Fresh Ways To Describe Characters

The subject recently came up of how difficult it sometimes is to find fresh ways to describe your characters. How many ways can you describe blonde hair, or a short beard, someone who is tall, or short?

It is difficult at times. But not impossible. I think the main reason we often struggle with this is not that "we've seen it all before" but because we are so rushed that it short circuits our creativity. I know it does mine. I try to find writing time in the morning but sometimes I'll be panicking inside thinking "Oh no! I only have 20 minutes before I have to leave to go do A, B, and C." I'm so busy being stressed about my to-do's that well-deep creativity is squashed. Just like we can't be distracted and have genuine heart-felt time with the Lord, we also need concentration time for our writing.
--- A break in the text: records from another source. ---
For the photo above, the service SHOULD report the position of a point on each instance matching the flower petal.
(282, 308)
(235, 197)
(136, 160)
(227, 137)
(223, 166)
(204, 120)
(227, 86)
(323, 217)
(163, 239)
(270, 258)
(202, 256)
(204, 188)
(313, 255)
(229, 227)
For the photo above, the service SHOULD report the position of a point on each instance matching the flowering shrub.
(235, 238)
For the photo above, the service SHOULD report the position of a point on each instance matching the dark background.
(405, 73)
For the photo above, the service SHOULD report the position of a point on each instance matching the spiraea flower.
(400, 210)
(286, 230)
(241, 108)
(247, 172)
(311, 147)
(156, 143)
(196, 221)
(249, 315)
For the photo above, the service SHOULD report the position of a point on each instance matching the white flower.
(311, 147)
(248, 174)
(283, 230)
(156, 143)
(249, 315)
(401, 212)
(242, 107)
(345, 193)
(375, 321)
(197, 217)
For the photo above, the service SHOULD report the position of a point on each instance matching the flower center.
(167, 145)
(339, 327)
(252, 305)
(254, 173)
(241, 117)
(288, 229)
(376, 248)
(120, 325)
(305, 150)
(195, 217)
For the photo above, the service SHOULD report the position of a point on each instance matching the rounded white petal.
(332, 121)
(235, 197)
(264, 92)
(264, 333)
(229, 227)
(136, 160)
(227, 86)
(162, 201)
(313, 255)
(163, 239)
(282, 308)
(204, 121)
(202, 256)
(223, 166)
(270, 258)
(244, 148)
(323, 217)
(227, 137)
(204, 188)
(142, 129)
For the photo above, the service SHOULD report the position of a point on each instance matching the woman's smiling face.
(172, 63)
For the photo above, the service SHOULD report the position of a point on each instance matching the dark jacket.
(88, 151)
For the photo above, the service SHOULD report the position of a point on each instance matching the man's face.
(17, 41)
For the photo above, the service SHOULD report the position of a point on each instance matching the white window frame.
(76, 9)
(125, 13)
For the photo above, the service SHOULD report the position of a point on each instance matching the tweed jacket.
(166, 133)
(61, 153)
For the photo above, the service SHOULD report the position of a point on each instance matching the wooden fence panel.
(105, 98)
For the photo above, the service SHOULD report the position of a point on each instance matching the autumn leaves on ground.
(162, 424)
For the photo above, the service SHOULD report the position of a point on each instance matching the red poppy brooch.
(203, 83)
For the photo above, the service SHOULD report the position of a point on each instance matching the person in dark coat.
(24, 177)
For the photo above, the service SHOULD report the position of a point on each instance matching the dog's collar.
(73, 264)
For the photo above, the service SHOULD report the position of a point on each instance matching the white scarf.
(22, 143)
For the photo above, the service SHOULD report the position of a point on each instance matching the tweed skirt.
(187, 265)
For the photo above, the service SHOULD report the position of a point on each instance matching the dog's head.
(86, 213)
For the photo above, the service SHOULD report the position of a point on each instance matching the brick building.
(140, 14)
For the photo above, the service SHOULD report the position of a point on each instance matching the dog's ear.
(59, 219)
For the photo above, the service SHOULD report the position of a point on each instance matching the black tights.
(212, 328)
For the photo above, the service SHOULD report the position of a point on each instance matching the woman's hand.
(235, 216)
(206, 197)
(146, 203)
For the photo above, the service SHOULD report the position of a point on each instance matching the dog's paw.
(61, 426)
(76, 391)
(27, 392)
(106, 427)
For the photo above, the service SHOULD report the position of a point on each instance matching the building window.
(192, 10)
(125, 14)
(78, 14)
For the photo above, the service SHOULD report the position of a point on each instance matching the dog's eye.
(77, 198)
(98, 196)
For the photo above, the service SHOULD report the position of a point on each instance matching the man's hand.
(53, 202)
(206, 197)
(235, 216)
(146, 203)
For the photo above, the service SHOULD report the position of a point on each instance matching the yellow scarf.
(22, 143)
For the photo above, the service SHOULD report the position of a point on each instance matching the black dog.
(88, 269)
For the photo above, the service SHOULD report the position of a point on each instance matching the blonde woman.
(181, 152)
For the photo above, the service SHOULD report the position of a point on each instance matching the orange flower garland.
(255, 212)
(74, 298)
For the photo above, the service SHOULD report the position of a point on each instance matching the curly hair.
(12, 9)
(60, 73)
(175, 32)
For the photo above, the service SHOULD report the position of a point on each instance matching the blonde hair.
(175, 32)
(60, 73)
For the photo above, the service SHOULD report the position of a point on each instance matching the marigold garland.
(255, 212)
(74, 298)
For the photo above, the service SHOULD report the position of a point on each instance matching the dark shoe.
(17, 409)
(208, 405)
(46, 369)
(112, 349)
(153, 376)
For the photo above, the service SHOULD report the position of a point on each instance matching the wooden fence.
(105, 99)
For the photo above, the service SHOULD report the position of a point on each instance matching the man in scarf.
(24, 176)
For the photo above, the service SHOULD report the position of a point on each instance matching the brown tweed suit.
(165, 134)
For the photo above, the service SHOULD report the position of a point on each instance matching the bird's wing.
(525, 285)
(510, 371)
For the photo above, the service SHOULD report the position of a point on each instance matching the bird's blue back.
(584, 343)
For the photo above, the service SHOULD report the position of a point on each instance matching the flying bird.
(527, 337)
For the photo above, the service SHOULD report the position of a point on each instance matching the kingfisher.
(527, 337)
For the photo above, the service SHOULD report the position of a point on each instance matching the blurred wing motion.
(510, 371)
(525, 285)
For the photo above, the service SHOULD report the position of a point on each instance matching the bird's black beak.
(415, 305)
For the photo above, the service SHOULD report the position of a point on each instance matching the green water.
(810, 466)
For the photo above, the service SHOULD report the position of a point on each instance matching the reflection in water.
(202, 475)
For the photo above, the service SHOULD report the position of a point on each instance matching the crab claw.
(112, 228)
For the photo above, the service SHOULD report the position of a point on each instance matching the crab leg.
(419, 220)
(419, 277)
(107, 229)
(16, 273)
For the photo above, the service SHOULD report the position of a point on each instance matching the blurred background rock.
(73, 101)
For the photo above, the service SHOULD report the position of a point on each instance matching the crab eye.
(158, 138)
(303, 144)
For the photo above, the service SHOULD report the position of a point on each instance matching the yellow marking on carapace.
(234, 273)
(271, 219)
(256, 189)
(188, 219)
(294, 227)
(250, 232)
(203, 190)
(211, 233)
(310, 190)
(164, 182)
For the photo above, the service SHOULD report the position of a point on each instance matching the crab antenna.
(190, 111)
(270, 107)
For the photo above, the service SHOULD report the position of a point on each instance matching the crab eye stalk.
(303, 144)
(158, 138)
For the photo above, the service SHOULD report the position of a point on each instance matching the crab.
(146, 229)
It is also good to make your description do double duty---both offer a bit of physical description and tell something about your character at the same time.

Here's an example. I usually end up re-reading Zane Grey's Forlorn River once a year or so, and am in the process of doing that now.

In a scene in this book, one man describes another man this way:

"that pasty-faced potato-head on a whip handle!"

ROTFL!!! There is absolutely no doubt in the reader's mind either about the physical image of this man nor the speaker's opinion of him. And in just a handful of words.

It makes me smile so much when I read it, I can't help but imagine that Mr. Grey smiled as he wrote it. 8-)

So we can find fresh ways to describe our characters, and do double duty too.